Watermelon Cucumber Salad with Balsamic Roasted Figs

  • Prep Time: 15 minutes
  • Cook Time: 7 minutes
  • Total Time: 22 minutes
  • Yield: as many as you like!

Ingredients

Scale

For the dressing:

  • 2 Tablespoons hot pepper jelly (I used my Five Alarm Apple Hot Pepper Jam – recipe here)
  • 3 Tablespoons white wine or champagne vinegar
  • 1 Tablespoon extra virgin olive oil
  • A small sprig of fresh rosemary leaves, chopped fine
  • A small sprig of fresh thyme leaves
  • 1/4 teaspoon granulated garlic

For each salad:

  • 2 fresh ripe figs
  • A bit of balsamic vinegar
  • Some mixed greens (to make a bed for the salad)
  • About 1 heaping cup chopped, seeded watermelon chunks
  • About 1/2 cup peeled, chopped English cucumber
  • 12 Tablespoons crumbled goat cheese
  • 12 Tablespoons toasted pecan pieces

Instructions

  1. In a small bowl, whisk together all the ingredients for the dressing and set aside.
  2. Preheat the oven to 375 F. Cut the figs lengthwise, then cut each half into four pieces.
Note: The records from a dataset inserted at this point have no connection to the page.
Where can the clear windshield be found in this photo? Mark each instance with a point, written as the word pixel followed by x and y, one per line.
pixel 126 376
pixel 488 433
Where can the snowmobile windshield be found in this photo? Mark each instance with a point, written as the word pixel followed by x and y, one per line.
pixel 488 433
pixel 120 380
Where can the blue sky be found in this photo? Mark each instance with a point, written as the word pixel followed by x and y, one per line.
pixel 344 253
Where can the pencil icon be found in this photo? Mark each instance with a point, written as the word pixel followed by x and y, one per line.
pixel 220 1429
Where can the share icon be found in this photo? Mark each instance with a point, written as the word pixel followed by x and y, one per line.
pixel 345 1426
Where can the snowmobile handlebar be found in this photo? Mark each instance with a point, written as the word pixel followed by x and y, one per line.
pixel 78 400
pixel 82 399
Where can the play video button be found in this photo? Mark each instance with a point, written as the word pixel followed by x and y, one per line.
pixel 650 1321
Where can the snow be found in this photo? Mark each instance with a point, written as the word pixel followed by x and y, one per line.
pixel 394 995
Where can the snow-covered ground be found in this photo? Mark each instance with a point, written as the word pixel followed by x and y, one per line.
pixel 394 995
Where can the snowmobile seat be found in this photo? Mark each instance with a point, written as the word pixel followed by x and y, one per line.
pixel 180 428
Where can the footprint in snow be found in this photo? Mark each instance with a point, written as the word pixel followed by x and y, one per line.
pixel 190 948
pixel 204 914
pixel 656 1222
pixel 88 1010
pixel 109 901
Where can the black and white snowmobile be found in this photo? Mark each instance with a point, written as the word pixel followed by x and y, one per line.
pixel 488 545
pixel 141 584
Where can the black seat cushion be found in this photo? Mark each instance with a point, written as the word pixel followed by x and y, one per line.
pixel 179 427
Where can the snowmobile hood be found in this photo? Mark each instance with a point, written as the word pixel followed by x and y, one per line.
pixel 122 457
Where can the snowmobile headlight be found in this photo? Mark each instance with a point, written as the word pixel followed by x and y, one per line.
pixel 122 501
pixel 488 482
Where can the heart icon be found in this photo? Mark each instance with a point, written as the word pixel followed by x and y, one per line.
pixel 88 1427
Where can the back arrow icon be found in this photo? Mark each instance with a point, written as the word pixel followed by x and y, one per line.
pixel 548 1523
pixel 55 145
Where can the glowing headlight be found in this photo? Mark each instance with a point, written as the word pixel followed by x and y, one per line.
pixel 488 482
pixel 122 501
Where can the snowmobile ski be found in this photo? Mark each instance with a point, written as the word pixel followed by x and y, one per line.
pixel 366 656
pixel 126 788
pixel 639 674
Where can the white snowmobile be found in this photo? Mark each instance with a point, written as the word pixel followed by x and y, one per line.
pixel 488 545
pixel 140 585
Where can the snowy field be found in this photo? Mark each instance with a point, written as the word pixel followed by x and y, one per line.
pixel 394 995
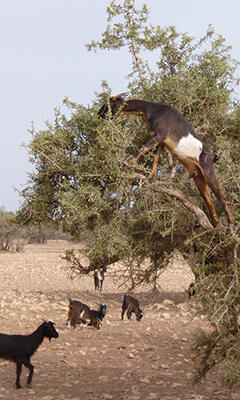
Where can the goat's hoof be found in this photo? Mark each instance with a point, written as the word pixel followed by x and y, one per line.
pixel 18 386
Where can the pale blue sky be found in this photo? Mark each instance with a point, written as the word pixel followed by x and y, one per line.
pixel 43 59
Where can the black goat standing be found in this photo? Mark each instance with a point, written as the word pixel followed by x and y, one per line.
pixel 19 348
pixel 131 305
pixel 168 129
pixel 99 278
pixel 96 280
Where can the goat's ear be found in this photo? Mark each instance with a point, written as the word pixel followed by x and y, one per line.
pixel 120 95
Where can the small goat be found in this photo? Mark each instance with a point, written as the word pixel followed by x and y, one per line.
pixel 80 313
pixel 19 348
pixel 99 278
pixel 96 280
pixel 131 305
pixel 167 128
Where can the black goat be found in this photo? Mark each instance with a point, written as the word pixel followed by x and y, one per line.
pixel 80 313
pixel 99 278
pixel 131 305
pixel 168 129
pixel 19 348
pixel 96 280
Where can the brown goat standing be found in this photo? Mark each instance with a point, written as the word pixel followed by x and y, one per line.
pixel 167 128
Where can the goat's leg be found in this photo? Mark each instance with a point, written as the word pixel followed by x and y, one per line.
pixel 123 312
pixel 155 161
pixel 19 370
pixel 129 312
pixel 202 186
pixel 31 369
pixel 149 145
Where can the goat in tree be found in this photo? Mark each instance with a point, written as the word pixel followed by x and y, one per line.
pixel 167 128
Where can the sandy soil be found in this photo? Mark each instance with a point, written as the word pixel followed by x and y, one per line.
pixel 125 360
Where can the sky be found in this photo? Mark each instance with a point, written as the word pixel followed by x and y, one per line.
pixel 44 60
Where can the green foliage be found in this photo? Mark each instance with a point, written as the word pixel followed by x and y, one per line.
pixel 81 178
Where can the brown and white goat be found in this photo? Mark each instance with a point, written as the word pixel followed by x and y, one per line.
pixel 168 128
pixel 131 305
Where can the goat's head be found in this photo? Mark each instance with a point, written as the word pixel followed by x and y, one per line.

Spray an oven safe bowl with cooking spray (or use a baking sheet if you are making lots of salads). Drizzle the figs with balsamic vinaigrette and set in the oven. Set the figs in the oven to roast for about 7 minutes or until tender.
  3. Make a light bed of greens for the salad. In a small mixing bowl, toss together the watermelon with the cucumber and set them on the bed of greens. Top with the roasted figs.
  4. Sprinkle with crumbled goat cheese and pecan pieces, then drizzle (lightly) with the dressing and enjoy!